Thursday, February 03, 2005

How to tell Bretton Woods from the Dollar Standard, part 1

This conference at the San Francisco Fed looks quite interesting. I wish I could go. As an aside, it strikes me that the group of people who say interesting things about the international monetary system is really quite small. The same names pop up over and over again. Why is it so difficult to be creative about this topic?

The conference begins with some very influential papers by Michael Dooley and others, who suggest that the current international monetary system is quite stable, because the Asian countries depend on cheap exchange rates for growth, so they will finance US current accounts infinitely (in market time, that is). This is like a revived Bretton Woods system, they say. This is, in my opinion, the best exposition of the view.

Barry Eichengreen has an interesting response. He says that Dooley and others are wrong in that they mistake the interests of individual countries with those of groups of countries. In the current system, cooperation is difficult because there is always an incentive to cheat. He also says that Dooley and others are confusing the Bretton Woods system with the dollar standard. The distinction between the two is something that I plan to explore more carefully in future posts.

Maurice Obstfeld presents The Unsustainable Current Account Position Revisited, on which I've commented in an earlier post.

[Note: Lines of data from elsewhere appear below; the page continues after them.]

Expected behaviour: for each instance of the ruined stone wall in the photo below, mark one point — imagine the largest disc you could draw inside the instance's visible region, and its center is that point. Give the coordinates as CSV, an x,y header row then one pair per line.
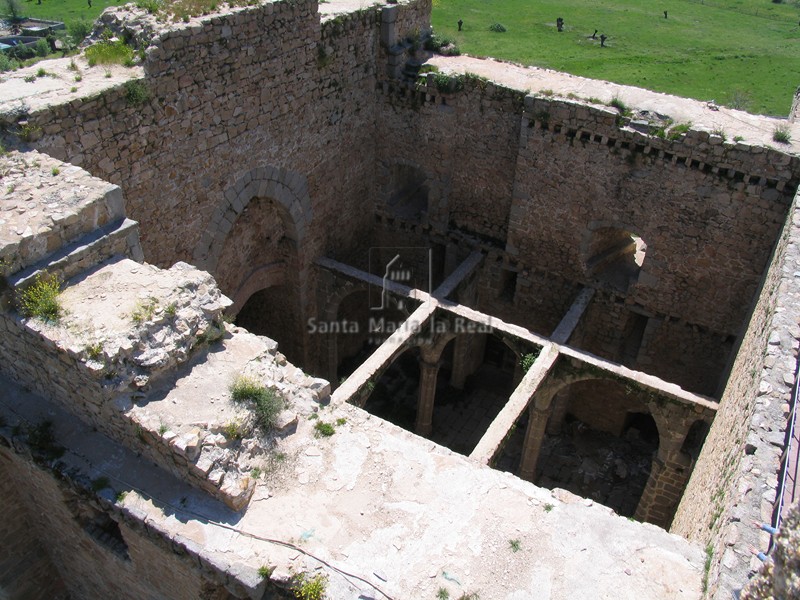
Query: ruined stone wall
x,y
527,297
691,356
264,86
25,567
708,214
736,475
142,565
465,143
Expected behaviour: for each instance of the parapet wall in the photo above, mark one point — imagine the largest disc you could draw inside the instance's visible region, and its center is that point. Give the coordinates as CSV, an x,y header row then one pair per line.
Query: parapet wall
x,y
735,479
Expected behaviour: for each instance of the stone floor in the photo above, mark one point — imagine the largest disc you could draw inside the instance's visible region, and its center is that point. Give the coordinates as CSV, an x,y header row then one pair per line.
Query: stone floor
x,y
593,464
460,417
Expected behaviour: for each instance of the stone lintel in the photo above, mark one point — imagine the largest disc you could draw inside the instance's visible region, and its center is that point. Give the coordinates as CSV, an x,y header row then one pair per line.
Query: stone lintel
x,y
384,355
493,438
666,390
562,333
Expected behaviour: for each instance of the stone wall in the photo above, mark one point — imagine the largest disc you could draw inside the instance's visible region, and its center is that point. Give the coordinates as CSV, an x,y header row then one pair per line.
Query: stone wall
x,y
736,475
25,567
93,563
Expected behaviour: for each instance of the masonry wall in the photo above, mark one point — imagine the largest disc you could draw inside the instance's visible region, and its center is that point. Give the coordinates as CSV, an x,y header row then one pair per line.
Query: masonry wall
x,y
25,567
89,567
266,85
708,234
736,475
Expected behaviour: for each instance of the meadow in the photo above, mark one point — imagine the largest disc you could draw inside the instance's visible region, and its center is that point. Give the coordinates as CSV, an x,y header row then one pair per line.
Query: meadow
x,y
742,53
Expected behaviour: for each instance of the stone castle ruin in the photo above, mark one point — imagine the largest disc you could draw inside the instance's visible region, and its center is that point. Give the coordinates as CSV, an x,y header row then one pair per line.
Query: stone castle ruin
x,y
526,346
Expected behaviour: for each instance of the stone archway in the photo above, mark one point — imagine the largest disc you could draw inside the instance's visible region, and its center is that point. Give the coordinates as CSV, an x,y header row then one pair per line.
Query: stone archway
x,y
253,247
289,189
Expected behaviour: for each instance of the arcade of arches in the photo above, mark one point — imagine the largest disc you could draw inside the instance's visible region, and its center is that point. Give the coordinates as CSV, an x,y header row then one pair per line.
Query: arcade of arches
x,y
568,396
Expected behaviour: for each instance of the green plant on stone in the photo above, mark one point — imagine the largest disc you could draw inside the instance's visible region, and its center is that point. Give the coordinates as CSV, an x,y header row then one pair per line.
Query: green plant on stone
x,y
144,310
448,84
619,104
94,351
136,93
42,49
107,52
265,571
782,134
40,300
678,131
266,403
324,429
527,360
309,588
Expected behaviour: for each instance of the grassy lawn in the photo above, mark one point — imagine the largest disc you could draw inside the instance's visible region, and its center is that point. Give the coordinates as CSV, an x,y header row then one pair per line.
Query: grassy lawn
x,y
64,10
726,51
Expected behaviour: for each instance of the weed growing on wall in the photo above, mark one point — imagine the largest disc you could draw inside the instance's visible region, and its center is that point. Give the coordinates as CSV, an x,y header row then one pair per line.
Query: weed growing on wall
x,y
310,588
107,52
40,300
266,403
136,93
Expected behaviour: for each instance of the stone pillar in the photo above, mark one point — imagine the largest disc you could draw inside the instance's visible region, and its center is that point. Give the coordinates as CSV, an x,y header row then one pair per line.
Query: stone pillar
x,y
532,446
464,363
427,395
668,477
560,406
794,113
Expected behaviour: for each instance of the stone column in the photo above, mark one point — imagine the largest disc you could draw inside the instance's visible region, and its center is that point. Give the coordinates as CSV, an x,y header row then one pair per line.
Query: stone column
x,y
668,477
560,406
463,360
534,436
427,395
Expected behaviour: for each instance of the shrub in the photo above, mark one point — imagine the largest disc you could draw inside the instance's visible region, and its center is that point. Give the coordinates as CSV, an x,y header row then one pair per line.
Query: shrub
x,y
40,299
109,52
136,92
79,29
679,130
7,63
324,429
622,108
448,84
42,48
307,588
151,6
782,134
266,403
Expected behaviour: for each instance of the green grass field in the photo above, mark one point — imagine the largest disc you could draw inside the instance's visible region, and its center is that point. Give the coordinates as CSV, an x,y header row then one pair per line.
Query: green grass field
x,y
64,10
741,50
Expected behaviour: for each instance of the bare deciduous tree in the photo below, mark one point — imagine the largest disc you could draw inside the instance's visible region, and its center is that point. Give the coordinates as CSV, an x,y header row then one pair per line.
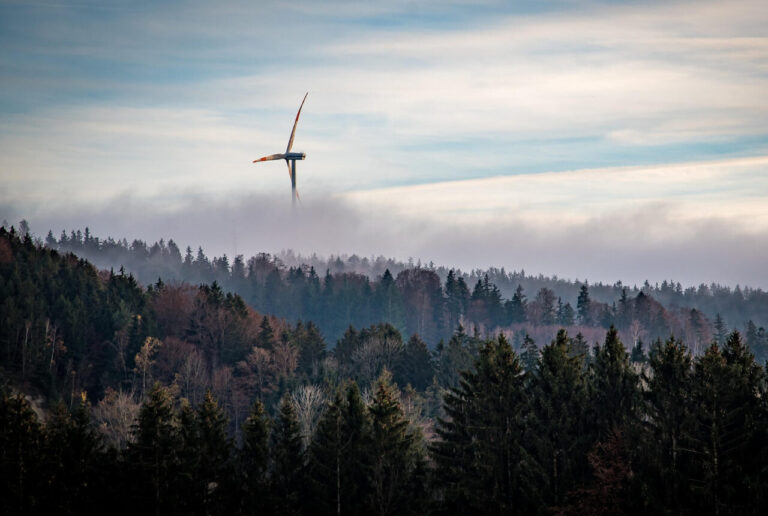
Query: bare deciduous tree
x,y
373,355
309,402
115,415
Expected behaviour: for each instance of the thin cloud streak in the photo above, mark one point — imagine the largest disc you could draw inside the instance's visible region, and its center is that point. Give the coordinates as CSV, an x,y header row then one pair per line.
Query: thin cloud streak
x,y
614,240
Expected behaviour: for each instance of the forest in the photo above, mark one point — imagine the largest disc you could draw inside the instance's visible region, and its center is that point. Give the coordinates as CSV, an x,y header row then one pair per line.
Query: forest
x,y
256,387
432,300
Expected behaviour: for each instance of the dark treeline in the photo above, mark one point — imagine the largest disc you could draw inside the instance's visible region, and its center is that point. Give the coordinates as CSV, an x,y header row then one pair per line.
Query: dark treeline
x,y
180,399
432,301
680,435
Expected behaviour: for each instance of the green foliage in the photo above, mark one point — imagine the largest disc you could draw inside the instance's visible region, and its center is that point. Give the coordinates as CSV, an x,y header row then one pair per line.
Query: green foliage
x,y
339,457
482,464
287,459
21,463
614,390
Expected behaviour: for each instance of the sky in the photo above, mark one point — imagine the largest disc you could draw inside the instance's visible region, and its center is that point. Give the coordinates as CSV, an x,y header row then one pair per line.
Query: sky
x,y
594,140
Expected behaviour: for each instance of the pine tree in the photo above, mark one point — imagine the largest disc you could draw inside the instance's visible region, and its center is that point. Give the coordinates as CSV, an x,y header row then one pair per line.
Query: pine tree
x,y
73,450
20,467
338,465
558,419
254,461
153,456
614,386
266,336
529,354
729,429
482,466
515,307
214,471
415,366
721,330
395,455
583,306
668,407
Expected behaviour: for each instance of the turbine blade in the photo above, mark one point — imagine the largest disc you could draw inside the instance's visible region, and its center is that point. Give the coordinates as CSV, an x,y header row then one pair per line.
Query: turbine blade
x,y
293,133
271,157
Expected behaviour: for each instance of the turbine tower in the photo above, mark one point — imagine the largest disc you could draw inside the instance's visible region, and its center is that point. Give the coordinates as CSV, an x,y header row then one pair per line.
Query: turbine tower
x,y
289,157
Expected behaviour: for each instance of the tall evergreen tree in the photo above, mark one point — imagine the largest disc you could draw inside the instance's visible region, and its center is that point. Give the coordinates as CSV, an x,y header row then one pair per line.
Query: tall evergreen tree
x,y
153,456
669,419
614,386
516,307
20,458
481,464
397,464
338,465
558,420
254,461
583,305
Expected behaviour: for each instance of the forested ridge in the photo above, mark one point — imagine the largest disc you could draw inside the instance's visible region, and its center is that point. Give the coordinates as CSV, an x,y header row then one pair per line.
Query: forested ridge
x,y
181,398
432,300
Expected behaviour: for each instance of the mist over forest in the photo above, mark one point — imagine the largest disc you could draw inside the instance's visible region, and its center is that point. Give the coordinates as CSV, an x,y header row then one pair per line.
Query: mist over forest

Nouriel Roubini tells us that the end of the world is near, surprise, surprise. Well, if the international monetary system is really as unstable as Roubini suggests, I'm sure glad most countries have flexible exchange rates.

By far, I think the most interesting paper is Ronald Mckinnon's, and I plan to devote an entire post to its discussion. I also want to discuss Mckinnon's concept of conflicted virtue, kind of like Ricardo Haussmann's idea of original sin, except backward.

Tomorrow, that is.

p.s. I shouldn't neglect this paper just because I haven't read it.